Kasich is well-positioned for a second-place finish in Michigan, but a victory would still be a major upset. Rubio and Cruz are likely to get chunks of the college-educated GOP vote, eating into Kasich's potential support.
Trump Potential Losses: Idaho (32) and Hawaii (19)
Cruz seems to be the strongest candidate in lightly-populated states (Alaska, Maine) and caucuses (Alaska, Maine, Iowa, Kansas). This suggests he has deep support among the most committed Republican activists and a formidable on-the-ground campaign operation.
Hawaii is holding caucuses, and while Idaho has a primary, the contest will still likely have fewer than 100,000 voters.
But Hawaii and Idaho both are demographic outliers in ways that make it difficult to predict the winners. Idaho's population is about 25 percent Mormon, a potential barrier for the Southern Baptist Cruz and therefore an advantage for Trump. There are more Asians (38 percent) than whites (23 percent) in Hawaii.
For Clinton, Potential For Two Blowouts
Mississippi's Democratic electorate is about half African-American. If the pattern from other states continues there, Clinton would carry more than 80 percent of the black vote. Because of that huge deficit among Africans-Americans, Sanders could fall below even 35 percent of the overall vote in Mississippi, continuing his series of resounding defeats to Clinton in the South.
The data on Michigan is less clear. In 2008, because of an internal Democratic Party dispute, Clinton competed in the state but Barack Obama did not.
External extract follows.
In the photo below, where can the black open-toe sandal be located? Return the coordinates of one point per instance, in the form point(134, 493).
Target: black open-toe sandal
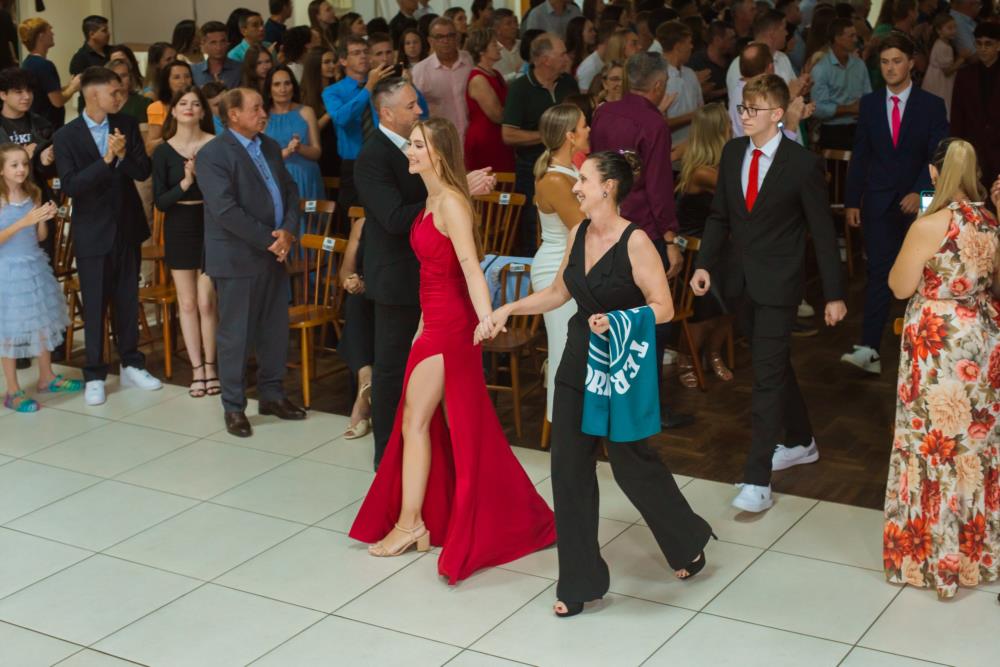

Even without Obama's campaign organizing in the state, 23 percent of the electorate was black in 2008. That number could be higher in Tuesday's primary, a challenge for Sanders.
Michigan will be a revealing contest in the Democratic race. Demographics have predicted many of the early primaries and caucuses, as states with large black populations went to Clinton, while Sanders carried those with very small black populations.
If Michigan's electorate is between 25 and 33 percent black, as expected, that is closer to the median of the Democratic Party overall. And Sanders' core message -- that the American middle class is eroding and that jobs in fields like manufacturing are vital to reversing that trend—is well-suited to states like Michigan and Wisconsin.
Even if Clinton wins the overwhelming majority of the black vote in Michigan, Sanders could carry the state if he gets large margins of the Democrats outside of the Detroit area, which is heavily African-American.
The map of a Sanders win in Michigan would resemble that of Trump in some ways: overwhelming strength in rural areas, minimizing losses around Detroit.
Sanders also needs do well in the Ann Arbor area around the University of Michigan, which has lots of liberals under age 45, the kind of voters who tend to back the Vermont senator.